Franchising Your Business
So, you own a thriving business that is well-run, successful and making money. You have thought about franchising your business and wonder what that entails. This article will give a very brief overview of the basics of franchising your business.
1. Is your business franchisable?
Not all businesses can be successfully franchised. Businesses that lend themselves to the franchising business model are, among other things, typically easily systematized, easily replicated, and not dependent on the personality strengths of the founder for its success. Conversely, businesses that are highly complex and don’t lend themselves to easy systematization, or that are heavily dependent upon the founder’s personality or skill, are less likely to be successfully franchised. The existence of other franchisors in your line of business is usually a good sign that the business can be successfully franchised. Consultants can also help with this determination in more specialized cases.
2. Franchising is a different business than the business you franchise.
When you become a franchisor, you truly enter a different business, with a different business model. As a franchisor, your focus will be on recruiting the right franchisees, training them to replicate your success and providing ongoing assistance and support. While you must remain knowledgeable about successfully running your underlying business, your focus as a franchisor will differ significantly from just running that business. Be sure you are well suited to become a franchisor. Carefully read Chapter 16 of Franchising for Dummies (coauthored by Dave Thomas, the founder of Wendy’s).

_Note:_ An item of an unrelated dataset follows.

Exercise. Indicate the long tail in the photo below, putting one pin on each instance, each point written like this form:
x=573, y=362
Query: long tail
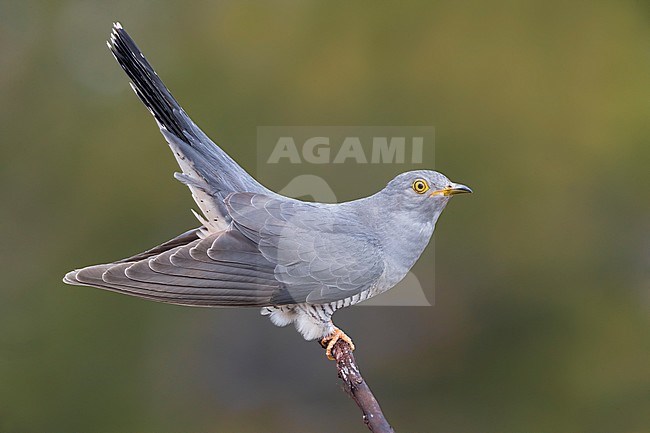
x=195, y=152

3. Franchising is highly regulated.
Franchising is highly regulated, at both the federal and state levels. You must provide prospective franchisees with a Franchise Disclosure Document (‘FDD’), a government mandated document that has 23 specific disclosure items. In addition, you must file your FDD and have it approved before you can lawfully offer to sell franchises in the following states: California, Hawaii, Illinois, Indiana, Maryland, Minnesota, New York, North Dakota, Rhode Island, South Dakota, Virginia, Washington and Wisconsin. You will also need a franchise agreement, the contractual document that governs the relationship between you, as franchisor, and your franchisee.
4. Register your trademark.
If you are even thinking about franchising your business in the future, you should immediately investigate registering the name under which you operate your business as a federal trademark with the United States Patent and Trademark Office (‘USPTO’). The USPTO can take up to 18 months to issue a federal trademark registration, and there are distinct advantages to having a federal trademark registration at the time you begin selling franchises.
5. You will need working capital.
Successful franchising takes substantial working capital. State franchise regulators will want to see that the franchisor entity has sufficient working capital to remain in business and support its franchisees. Between legal expenses, working capital, accountant’s expenses, developing the training program and operations manual and the infrastructure necessary to sell and support franchises (all discussed below), those entering franchising will typically need well in excess of $100,000.
6. You will need an operations manual and training program.
As a new franchisor, you will need an operations manual, a comprehensive manual that explains to your franchisees how they can successfully replicate your business model. If you do not already have training materials, you will need to compile them, either in-house or by hiring a skilled consultant or technical writer.
7. You will need audited financial statements.
You will be required to have three years of financial statements for your business (unless you choose to have a new entity, such as a new limited liability company, serve as franchisor (recommended), in which event financial statements will be required from the inception of that new entity). These financial statements usually must be audited by an independent certified public accountant.
8. You must develop support infrastructure.
You will need to develop infrastructure to support solicitation and sales of franchises and ongoing support of franchisees thereafter. Successful franchising requires hiring and training employees to successfully sell franchises, train new franchisees and monitor new franchisees’ compliance with your system.
9. You should find a good franchise lawyer.
Franchising is subject to a wide variety of intricate and specialized laws. Your attorney must be familiar with such specialized areas as registering your franchise offering in the registration states, determining allowed sales and advertising activities, disclosure requirements, and when you must give an FDD to potential franchisees and have them sign the required contracts. It is imperative that you find a good lawyer who specializes in franchising and can guide you through the maze of legal requirements. Good indicators of a qualified franchise attorney include representing other franchisors and membership in the American Bar Association Forum on Franchising and the International Franchise Association’s Supplier Forum.
The contents of this publication are intended for general information only and should not be construed as legal advice or a legal opinion on specific facts and circumstances.